The list of notable events are also sent out under themes. There is no timescale set out for reporting these or specific information requested.

• Applicable to all conditions - if the accountable officer advises the governing body that an action or policy being considered by the governing body would result in the provider being in breach of the ongoing Conditions of Registration and/or Funding and the governing body nevertheless decides to proceed with this action or policy.
• Provider’s ownership, legal form or corporate structure - including a merger of the provider, or acquisition by the provider, with another provider; a change of ownership, including through a sale, of the provider or its parent; a change in the provider’s legal form; or significant amendments to the provider’s governing documents.
• The delivery of tertiary education in Wales - including the provider resolving to fully or substantially cease providing tertiary education or a specific type of tertiary education or changes which have the potential to result in the provider not being mainly based in Wales.

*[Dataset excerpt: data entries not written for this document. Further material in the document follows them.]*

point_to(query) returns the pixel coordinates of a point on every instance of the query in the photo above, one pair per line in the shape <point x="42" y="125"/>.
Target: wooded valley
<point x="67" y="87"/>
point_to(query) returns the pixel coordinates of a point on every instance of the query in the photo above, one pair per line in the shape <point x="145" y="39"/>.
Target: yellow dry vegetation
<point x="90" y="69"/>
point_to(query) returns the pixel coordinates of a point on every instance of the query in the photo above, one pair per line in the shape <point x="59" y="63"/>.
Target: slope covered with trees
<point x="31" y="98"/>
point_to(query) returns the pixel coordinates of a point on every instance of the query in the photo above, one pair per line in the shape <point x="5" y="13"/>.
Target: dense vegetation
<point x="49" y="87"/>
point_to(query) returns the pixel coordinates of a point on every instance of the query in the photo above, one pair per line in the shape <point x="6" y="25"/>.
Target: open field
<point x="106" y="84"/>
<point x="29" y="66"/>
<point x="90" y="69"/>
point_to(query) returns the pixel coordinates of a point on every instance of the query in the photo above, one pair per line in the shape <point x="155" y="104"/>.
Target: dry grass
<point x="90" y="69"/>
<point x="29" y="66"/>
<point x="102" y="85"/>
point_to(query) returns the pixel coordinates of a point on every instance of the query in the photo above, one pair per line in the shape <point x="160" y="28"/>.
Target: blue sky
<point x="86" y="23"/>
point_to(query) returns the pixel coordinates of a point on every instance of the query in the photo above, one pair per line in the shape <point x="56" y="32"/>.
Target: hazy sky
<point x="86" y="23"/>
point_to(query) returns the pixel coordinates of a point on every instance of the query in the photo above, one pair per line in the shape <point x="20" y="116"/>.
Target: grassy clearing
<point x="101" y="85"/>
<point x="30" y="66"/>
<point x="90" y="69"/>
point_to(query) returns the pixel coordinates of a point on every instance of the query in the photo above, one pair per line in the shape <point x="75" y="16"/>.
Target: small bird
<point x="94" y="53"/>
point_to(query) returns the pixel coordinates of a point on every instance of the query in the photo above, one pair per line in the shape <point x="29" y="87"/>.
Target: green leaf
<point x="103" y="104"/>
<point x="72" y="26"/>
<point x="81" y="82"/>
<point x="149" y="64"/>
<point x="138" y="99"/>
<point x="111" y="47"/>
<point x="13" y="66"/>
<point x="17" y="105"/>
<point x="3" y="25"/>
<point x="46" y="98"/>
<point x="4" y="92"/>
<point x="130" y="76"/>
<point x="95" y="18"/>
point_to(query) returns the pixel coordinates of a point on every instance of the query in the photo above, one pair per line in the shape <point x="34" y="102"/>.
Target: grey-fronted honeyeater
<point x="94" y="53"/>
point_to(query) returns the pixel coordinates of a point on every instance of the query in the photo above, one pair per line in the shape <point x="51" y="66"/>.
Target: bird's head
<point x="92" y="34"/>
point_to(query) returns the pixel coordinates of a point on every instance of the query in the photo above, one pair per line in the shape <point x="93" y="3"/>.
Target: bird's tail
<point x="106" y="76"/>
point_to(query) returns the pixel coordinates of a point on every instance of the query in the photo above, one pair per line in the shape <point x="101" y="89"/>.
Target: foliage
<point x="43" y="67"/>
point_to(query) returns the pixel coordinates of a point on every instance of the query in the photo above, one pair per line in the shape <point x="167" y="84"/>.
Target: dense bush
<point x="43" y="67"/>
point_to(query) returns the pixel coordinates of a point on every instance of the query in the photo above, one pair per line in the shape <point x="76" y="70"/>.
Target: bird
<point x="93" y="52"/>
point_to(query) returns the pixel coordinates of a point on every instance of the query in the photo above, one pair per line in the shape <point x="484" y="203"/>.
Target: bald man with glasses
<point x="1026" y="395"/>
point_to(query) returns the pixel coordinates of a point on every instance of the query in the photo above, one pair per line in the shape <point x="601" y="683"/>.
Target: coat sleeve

• Management and governance, including financial management – including:

• the appointment, resignation or dismissal of certain officers;
• where financial data returns or audited financial statements are expected to be delayed;
• there has been oversight of the severance agreement via the provider’s governance structure for any severance agreements with a value of £100,000 or above;
• fraud or financial irregularities where the sums of money are, or potentially are, in excess of £50,000 or 2% of the provider’s turnover (whichever is lower);
• divergence of the provider into areas of new activity which have been assessed as high risk by the provider; or
• a matter relating to the provider’s compliance with the Prevent duty.